A Protected Class, Let’s Consider The Abuses Employers Already Face

By:  Bill Pilchak – 6/10/14

           In business, we encounter a steady stream of jargon reflecting the latest trends: “synergy,” “24/7,” “value-added,” “aligned.” One vintage business term has been on my mind lately, as a movement gathers to protect those with criminal records: “Empowerment.”

          Empowerment is an ephemeral concept. Most of us learned its definition by its usage.  But what is it? It’s a word in search of an illustrative example.

          And I have one.

          For the best of motives, we passed civil rights statutes that protect employees on the basis of race, color, sex, religion, national origin, age, disability, marital status, whistleblower status and, in Michigan, on the basis of height and weight. Then, the FMLA gave job security to anyone who went to the doctor and got a prescription.

          Without question, the statutes have some benefit. HR departments now assure discharges are not motivated by discrimination. Those needing medical leave, get it.

           However, the statutes “empower” the 85% of workers with protected status[1] to financially strike back at their former employers when terminated. Their weapons are costly: a Charge of Discrimination or/and a claim filed in court.
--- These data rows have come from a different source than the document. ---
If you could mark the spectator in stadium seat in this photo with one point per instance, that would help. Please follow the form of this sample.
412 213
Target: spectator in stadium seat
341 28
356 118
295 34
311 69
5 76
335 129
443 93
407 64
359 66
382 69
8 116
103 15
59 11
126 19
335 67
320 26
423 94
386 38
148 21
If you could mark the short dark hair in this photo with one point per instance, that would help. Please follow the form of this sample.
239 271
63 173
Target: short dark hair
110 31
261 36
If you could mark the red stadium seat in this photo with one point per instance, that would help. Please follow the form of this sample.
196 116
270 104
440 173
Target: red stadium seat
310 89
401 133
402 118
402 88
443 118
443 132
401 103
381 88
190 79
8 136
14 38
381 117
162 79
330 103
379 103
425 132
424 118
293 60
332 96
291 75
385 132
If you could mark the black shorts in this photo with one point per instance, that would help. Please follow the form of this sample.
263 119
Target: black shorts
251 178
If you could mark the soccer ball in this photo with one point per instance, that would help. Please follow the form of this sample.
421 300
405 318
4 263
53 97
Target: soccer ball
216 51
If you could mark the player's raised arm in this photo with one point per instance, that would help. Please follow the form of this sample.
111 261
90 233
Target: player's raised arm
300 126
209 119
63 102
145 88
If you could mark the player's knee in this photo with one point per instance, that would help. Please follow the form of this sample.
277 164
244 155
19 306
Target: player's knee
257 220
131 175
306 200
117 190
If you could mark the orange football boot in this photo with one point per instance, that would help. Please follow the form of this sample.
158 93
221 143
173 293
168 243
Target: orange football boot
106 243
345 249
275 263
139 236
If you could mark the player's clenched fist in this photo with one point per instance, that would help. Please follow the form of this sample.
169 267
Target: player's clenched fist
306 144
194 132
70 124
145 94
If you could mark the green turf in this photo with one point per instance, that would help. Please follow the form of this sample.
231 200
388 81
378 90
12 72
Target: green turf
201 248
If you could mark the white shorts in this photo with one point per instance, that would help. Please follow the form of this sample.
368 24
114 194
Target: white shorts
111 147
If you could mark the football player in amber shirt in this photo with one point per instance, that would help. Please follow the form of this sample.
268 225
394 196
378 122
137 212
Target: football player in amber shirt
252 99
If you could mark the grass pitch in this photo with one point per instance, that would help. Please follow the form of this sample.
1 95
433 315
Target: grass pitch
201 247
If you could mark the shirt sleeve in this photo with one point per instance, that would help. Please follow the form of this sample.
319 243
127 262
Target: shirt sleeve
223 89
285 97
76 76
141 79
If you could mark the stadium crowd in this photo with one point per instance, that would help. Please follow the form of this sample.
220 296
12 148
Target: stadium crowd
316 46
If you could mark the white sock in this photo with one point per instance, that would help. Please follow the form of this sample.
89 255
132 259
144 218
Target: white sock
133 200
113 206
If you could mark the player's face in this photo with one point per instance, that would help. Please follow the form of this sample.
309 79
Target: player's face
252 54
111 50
Even if the allegations have no merit whatsoever, an employer will spend several thousand dollars defending a Charge or between $50,000-$100,000 to have a court case dismissed. The ability to force one’s adversary to incur that kind of expense is true “power.”

          So, who have we empowered? Statistically, fired employees are more likely to have violated rules, shirked duties, skipped work, wasted time, or stolen time, property or the employer’s confidential data or have conflicts with authority figures, because those are common reasons for termination. Employers don’t run off employees who make valuable contributions and follow the rules. Some of these common reasons for discharge belie character issues. Would those characters be inclined to raise false claims?

          You bet. Nearly 100,000 Charges of Discrimination are filed per year at the EEOC, with another 50,000 Charges being filed with equivalent state agencies. As noted in a recent BLawg post, over the past ten years, the EEOC found “reasonable cause” to believe that discrimination occurred in only 4.8% of those Charges.[2] 10.2% of Charges are settled by employers, some guilty but some looking to minimize costs. Remarkably then, the EEOC has a “guilty until proven innocent” approach, where innocent employers are commanded to explain themselves, given deadlines and required to disgorge sensitive information that will later be provided to the employee upon request, while the EEOC holds the terminated employee’s information close to the vest.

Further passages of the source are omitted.